I need to build a compiler for a subset of C. Obviously, since this is my first time doing such a thing, this is not very good. However. I am currently trying to create a lexer and parser for the specified subset.
I decided to assemble it in parts and correct the errors as they appeared. Therefore, I have a basic grammar as shown below. This grammar parses correctly, and I can do simple math, including comparison operators. Since thsi is a subset of C and they return integer values, this is possible.
Now comes the hard part. I also want (need) to model in !and -how the operators are unary , which means that the value -5 + 5 should be 0.

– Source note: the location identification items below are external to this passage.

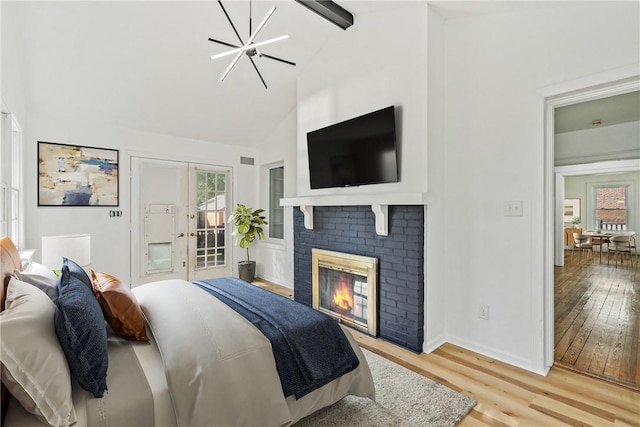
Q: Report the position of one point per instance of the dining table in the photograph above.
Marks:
(601, 237)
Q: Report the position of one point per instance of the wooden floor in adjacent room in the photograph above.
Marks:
(597, 318)
(510, 396)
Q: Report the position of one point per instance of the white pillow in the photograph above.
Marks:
(34, 367)
(41, 277)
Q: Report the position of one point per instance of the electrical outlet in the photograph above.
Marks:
(483, 311)
(513, 208)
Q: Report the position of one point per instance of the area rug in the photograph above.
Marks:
(403, 398)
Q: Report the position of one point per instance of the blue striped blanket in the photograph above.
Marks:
(309, 347)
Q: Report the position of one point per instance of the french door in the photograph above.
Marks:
(178, 221)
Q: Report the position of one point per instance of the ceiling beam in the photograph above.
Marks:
(330, 11)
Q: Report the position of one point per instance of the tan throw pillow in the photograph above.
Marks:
(119, 306)
(34, 367)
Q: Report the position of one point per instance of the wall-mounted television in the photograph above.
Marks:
(354, 152)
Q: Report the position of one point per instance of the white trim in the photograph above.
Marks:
(605, 84)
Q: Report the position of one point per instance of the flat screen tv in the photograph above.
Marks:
(355, 152)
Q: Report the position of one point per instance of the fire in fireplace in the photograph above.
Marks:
(344, 287)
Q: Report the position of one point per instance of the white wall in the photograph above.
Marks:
(275, 256)
(436, 237)
(496, 66)
(616, 142)
(12, 91)
(110, 236)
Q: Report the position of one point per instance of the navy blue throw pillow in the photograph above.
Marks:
(82, 333)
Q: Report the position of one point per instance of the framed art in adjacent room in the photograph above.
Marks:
(571, 209)
(75, 175)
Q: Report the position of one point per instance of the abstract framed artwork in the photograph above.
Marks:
(571, 209)
(74, 175)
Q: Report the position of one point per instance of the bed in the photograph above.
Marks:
(203, 364)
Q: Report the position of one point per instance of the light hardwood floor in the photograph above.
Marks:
(597, 318)
(509, 396)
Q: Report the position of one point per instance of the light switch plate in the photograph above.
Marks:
(513, 208)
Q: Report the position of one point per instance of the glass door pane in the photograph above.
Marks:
(211, 202)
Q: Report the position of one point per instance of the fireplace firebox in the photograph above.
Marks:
(345, 288)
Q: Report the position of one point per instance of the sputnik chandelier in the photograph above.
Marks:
(250, 47)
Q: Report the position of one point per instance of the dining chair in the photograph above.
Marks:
(597, 241)
(619, 246)
(581, 244)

Since these two unary operators bind the densest, I suggest that I need to put them in the term term of my grammar. Therefore, I changed the term clause to the following:
term : NUMBER
| NOT term { printf("NOT term\n"); $$ = !$2; }
| SUB term { printf("MINUS term\n"); $$ = - ($2);}
| LEFTPAR exp RIGHTPAR { printf("expression between parents\n");$$ = $2; }
|
;
However, this makes the bison complain of shift / decrease errors. However, I know the basics of how to fix them, but this causes a shift / decrease error in almost every possible state, so I'm a little confused at the moment.
I could add more priorities to my grammar by choosing -over !, but they are equally tight.
Whole grammar
calclist : /* nothing */
| COMMENT { printf("Comment\n"); }
| calclist comp EOL { printf("= %d\n", $2); }
;
comp : exp
| comp GREATER exp { printf("comp GREATER factor\n");$$ = $1 > $3; }
| comp LESS exp { printf("comp LESS factor\n");$$ = $1 < $3; }
| comp EQUAL exp { printf("comp EQUAL factor\n");$$ = $1 == $3; }
| comp NEQUAL exp { printf("comp NEQUAL factor\n");$$ = $1 != $3; }
;
exp : factor
| exp ADD factor { printf("exp add factor\n");$$ = $1 + $3; }
| exp SUB factor { printf("exp sub factor\n");$$ = $1 - $3; }
;
factor : term
| factor MUL term { printf("factor mul term\n");$$ = $1 * $3; }
| factor DIV term { printf("factor div term\n");$$ = $1 / $3; }
;
term : NUMBER
| NOT term { printf("NOT term\n"); $$ = !$2; }
| SUB term { printf("MINUS term\n"); $$ = - ($2);}
| LEFTPAR exp RIGHTPAR { printf("expression between parents\n");$$ = $2; }
|
;
Bison's output is as follows:
bison -dv bison.y
bison.y: conflicts: 12 shift/reduce
flex lex.l
cc -o calc bison.tab.c lex.yy.c -lfl
I will not embed the entire bison.output file here, as it is a rather long file.
Edit:
The grammar inserted below does not contain a token SUB. Added it so that it can be copied.